Profiling data, finding matching patterns or related values, and rapidly identifying the locations and lineage attributes of disparate data sources are all ways to reveal the content of data, and how it was created, deleted, or modified. Most tools available for these purpose are expensive, and designed for a specific data source (e.g., one database).
After data is discovered and transformed, application audit trails need comprehensive information about the target layouts and job runs. The details must be readily-available and secure. Logs should also track sensitive data protections and enable: user accountability, job replication, parameter modification, and issue analysis.

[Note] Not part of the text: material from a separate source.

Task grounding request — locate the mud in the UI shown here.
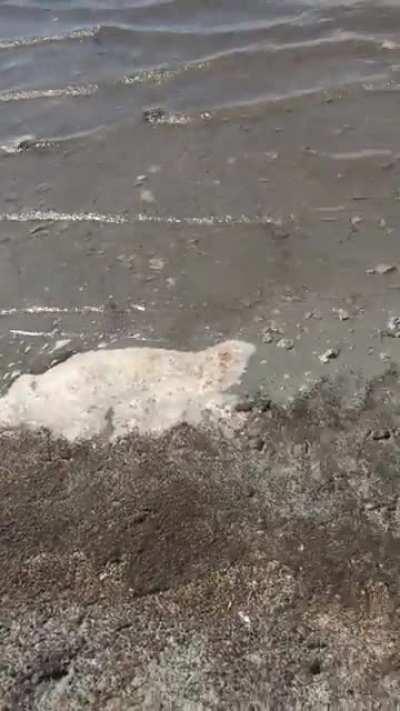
[0,368,400,711]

For example, data processing forensics may expose if a record count or value range changes beyond an established threshold; this could indicate a problem of data loss or fraud. One of the issues in student and healthcare data is the mitigation of re-ID risk and the need to measure that risk. Few data management software platforms or fit-for-purpose applications support any of these things.
Finally, in the database firewall context, you need way to log your protection policy settings and all traffic and activity into a custom, query-ready audit trail that is secure, and subject to post-deletion recovery.
Using state-of-the-art database, file, and dark data discovery tools in the free IRI Workbench GUI for all IRI software, you can find the location of precise (and fuzzy matching) data patterns, and automatically discover source-specific metadata that reveals file authorship and other attributes. For example, as you locate PII values within databases, flat-files, spreadsheets, text documents, and other repositories, you can also automatically display the location, ownership, security, and other properties of those files.
Automated data classification for databases and files takes this one step further. This wizard allows you to define data classes and groups to which you can apply global data transformation and masking rules. Built-in re-ID risk determination measures the statistical likelihood a masked data set can still be traced to an individual based on remaining quasi-identifiers in the data set.
The job scripts, statistical reports, and audit logs in the IRI Voracity data management platform and its constituent IRI CoSort (SortCL) data transformation and IRI FieldShield data masking programs contain your data layout specifications, query syntax, and manipulation details.
The XML audit log from IRI jobs provide details for each input, inrec (virtual), and output definition -- including which field attributes and protection techniques were specified. Phase-specific record counts -- including the number of records accepted, rejected, and processed -- plus job tuning details, are available in the statistical logs.
The entire job script, along with user, runtime, and environment variable information, are also recorded in the audit trail. It is easy to query and report on the logs using your preferred XML parsing tool or SortCL (through supplied data definition files for the logs). For example, you can query on file and field names, run dates, and job duration. You can quickly examine specific jobs without having to manually review a giant audit trail.
Free data and metadata lineage capabilities are also available in the IRI Workbench, through the use of search tools and hubs like EGit for sharing and securing master data and metadata in the cloud. Graphical data lineage and metadata impact analysis for IRI Voracity platform users is available via AnalytiX DS Mapping Manager and Data Advantage Group's MetaCenter.
Database administrators and their managers can examine the forensic trail of log-in and SQL execution attempts in real-time or through audit log searches in IRI Chakra Max database activity monitoring and database audit and protection (DAM/DAP) software.